Picture by goXunuReviews/Flickr

Via Chronicle of Higher Education:

For years observers have predicted a coming wave of e-textbooks. But so far it just hasn’t happened. One explanation for the delay is that while music fans were eager to try a new, more portable form of entertainment, students tend to be more conservative when choosing required materials for their studies. For a real disruption in the textbook market, students may have to be forced to change.

That’s exactly what some companies and college leaders are now proposing. They’re saying that e-textbooks should be required reading and that colleges should be the ones charging for them. It is the best way to control skyrocketing costs and may actually save the textbook industry from digital piracy, they claim. Major players like the McGraw-Hill Companies, Pearson, and John Wiley & Sons are getting involved.

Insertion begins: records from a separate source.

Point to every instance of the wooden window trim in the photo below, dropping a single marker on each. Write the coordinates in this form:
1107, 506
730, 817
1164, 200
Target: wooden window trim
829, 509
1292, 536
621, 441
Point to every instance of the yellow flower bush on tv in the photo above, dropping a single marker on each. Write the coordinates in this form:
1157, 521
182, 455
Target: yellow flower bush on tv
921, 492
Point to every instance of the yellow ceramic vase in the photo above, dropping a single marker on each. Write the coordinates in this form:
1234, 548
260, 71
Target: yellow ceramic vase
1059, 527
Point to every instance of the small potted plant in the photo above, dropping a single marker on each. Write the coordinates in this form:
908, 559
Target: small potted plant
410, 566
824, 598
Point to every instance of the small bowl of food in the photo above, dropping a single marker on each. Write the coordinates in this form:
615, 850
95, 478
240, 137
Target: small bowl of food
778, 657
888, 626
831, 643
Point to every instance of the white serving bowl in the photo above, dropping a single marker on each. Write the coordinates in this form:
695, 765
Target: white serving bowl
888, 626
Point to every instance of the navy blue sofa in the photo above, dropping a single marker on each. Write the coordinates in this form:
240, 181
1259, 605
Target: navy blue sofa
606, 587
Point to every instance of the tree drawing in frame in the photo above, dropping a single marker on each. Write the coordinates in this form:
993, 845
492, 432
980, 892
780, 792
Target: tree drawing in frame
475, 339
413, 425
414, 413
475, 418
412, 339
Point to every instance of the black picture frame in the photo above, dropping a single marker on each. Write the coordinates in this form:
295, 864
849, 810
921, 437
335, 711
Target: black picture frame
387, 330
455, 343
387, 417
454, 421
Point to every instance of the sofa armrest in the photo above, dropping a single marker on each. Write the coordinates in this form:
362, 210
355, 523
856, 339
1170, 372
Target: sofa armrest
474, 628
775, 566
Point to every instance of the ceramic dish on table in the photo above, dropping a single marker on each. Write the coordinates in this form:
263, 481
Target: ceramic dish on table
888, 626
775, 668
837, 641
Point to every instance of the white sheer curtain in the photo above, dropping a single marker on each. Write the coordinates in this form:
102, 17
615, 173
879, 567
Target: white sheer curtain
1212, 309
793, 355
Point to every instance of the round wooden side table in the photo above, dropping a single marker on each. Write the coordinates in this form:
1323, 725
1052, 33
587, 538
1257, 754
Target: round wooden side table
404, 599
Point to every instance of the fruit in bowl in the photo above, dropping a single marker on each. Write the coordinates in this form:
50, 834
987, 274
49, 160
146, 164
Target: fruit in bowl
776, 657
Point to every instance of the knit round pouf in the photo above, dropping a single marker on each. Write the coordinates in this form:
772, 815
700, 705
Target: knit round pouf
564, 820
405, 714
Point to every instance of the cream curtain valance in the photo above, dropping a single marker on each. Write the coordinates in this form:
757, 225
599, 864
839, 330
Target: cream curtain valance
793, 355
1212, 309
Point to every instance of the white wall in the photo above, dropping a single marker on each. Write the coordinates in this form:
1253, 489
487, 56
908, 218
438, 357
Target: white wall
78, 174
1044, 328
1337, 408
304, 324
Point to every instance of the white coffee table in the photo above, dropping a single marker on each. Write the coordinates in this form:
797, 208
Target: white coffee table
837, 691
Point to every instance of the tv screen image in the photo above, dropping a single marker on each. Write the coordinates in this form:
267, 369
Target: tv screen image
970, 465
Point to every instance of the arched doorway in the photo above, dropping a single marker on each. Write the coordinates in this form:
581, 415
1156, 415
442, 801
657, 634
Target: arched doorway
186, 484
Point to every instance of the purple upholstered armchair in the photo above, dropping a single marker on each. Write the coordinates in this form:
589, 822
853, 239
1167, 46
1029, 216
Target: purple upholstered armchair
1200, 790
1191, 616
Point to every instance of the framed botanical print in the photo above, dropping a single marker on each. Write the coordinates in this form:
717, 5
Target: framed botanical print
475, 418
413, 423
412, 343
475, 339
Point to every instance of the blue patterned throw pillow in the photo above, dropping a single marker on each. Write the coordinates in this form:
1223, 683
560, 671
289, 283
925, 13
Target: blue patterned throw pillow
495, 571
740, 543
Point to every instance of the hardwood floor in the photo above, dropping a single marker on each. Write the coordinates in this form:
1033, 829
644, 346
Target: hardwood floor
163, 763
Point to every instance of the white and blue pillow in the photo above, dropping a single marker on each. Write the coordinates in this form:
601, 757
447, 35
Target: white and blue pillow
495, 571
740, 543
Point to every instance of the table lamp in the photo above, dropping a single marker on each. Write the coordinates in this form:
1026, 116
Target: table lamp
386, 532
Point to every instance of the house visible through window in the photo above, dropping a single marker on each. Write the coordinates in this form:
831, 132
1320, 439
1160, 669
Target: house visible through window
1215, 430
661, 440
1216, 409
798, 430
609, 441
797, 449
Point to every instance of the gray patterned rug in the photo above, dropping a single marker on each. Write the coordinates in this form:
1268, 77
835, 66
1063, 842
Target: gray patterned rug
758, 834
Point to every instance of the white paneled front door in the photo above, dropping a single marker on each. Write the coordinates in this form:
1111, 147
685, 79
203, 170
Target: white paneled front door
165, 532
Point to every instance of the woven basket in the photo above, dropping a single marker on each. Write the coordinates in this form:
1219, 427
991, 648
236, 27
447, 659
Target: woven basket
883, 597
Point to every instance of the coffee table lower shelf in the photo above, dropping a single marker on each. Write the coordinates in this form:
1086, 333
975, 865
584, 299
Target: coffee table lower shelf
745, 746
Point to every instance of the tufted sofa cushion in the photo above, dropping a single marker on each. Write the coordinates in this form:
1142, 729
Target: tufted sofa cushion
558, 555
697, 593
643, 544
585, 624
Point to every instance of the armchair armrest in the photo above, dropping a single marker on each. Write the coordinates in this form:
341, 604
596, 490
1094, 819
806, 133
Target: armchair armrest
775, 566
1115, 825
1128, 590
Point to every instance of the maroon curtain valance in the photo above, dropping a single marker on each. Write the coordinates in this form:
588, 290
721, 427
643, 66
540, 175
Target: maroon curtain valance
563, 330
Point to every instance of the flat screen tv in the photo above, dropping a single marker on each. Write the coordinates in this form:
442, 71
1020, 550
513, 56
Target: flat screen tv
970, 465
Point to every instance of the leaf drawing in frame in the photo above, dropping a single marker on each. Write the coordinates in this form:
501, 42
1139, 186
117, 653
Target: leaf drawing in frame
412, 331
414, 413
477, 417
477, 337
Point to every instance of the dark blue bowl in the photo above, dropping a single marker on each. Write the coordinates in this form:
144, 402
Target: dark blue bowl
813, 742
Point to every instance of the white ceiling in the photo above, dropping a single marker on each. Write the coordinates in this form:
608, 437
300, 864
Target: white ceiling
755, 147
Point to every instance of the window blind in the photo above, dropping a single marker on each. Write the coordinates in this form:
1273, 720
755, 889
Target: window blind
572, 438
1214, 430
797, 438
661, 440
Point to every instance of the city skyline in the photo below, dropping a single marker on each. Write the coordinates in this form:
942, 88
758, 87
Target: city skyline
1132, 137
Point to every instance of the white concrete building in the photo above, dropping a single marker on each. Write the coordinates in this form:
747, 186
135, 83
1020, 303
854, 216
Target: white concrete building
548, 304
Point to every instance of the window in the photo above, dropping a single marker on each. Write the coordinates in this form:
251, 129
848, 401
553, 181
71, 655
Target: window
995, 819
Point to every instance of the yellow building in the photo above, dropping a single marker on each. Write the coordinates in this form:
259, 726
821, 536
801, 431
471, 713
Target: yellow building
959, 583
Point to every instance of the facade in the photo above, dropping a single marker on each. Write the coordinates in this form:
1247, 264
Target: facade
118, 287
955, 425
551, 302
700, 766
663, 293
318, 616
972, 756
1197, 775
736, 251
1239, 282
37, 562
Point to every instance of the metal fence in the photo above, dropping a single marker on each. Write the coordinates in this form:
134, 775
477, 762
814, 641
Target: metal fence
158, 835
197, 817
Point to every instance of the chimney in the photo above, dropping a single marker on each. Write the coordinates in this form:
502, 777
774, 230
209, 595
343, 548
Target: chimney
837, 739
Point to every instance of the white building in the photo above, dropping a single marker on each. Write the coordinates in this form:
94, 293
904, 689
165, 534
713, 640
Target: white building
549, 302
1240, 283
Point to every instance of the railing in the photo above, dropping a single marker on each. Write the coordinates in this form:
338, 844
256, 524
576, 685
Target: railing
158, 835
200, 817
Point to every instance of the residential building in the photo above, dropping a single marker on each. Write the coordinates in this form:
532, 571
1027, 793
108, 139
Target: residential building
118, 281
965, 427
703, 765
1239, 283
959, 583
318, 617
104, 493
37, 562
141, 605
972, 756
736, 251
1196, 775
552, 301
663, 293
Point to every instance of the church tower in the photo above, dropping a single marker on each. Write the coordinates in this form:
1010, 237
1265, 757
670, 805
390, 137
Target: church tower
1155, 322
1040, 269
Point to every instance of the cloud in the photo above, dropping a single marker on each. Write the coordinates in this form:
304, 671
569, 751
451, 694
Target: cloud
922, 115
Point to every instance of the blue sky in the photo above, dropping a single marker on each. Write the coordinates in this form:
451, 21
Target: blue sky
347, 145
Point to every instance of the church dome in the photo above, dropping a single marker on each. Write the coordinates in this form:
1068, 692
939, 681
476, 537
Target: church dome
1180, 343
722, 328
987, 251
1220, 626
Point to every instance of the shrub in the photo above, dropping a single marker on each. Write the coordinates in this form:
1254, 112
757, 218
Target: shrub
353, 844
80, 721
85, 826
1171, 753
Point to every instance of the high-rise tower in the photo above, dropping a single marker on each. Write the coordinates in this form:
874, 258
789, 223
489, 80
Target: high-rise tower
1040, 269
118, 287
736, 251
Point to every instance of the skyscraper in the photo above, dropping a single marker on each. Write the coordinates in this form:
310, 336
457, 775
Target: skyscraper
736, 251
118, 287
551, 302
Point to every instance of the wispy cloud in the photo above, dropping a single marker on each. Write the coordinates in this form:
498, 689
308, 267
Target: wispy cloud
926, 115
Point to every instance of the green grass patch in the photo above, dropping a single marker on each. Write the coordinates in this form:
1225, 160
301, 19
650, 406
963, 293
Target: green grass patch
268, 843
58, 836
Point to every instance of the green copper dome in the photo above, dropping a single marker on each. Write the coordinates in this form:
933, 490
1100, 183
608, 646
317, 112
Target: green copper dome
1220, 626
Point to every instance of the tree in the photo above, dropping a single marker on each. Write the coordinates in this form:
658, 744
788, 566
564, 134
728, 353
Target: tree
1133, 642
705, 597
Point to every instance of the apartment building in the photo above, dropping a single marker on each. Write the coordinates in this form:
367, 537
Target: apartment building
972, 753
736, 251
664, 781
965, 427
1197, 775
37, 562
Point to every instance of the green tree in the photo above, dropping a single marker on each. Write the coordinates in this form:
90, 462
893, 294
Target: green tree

To understand what a radical shift that would be, think about the current textbook model. Every professor expects students to have ready access to required texts, but technically, purchasing them is optional. So over the years students have improvised a range of ways to dodge buying a new copy—picking up a used textbook, borrowing a copy from the library, sharing with a roommate, renting one, downloading an illegal version, or simply going without. Publishers collect a fee only when students buy new books, giving the companies a financial impetus to crank out updated editions whether the content needs refreshing or not.

It’s that last sentence that really grabbed me and was the underlying rationale for writing this post. To me, it totally screams “We need you to sustain our business models!” They can’t make students buy their textbooks, so they are going to roll them into a fee instead. I realize that it solves a legitimate problem (students who cannot afford textbooks) while thwarting a industry concern (pirated copies of textbooks), but I’m having a hard time weighing those aspects against a blanket fee that could not be avoided. I’m wondering if students would be allowed to keep their textbooks from semester to semester, since some can act as a resource for advanced topcis.

(For the efforts of full disclosure, I did borrow a textbook rather than buy it for a class one semester.)

The questions I have are whether college and university libraries would be given the option of adding either the electronic copy and/or the physical book to their collections. That idea may seem rather inane under this model, but I’m looking at it from the angle of historical progression; as in, how people’s thoughts and theories on subjects changed over time through different textbooks and editions. It’s the preservation of the logical progression of the thinking of a subject. I expect to be controverted on this point; I can see academic librarians reading this and saying to themselves, “We have enough old crap as it is, we certainly don’t need old textbooks as it is.” So, I’m sure someone will be happy to set me straight.

Moreover, I would be curious to hear reactions from academic librarians. Is this a good thing? A bad thing? Or just a thing? How does it impact you?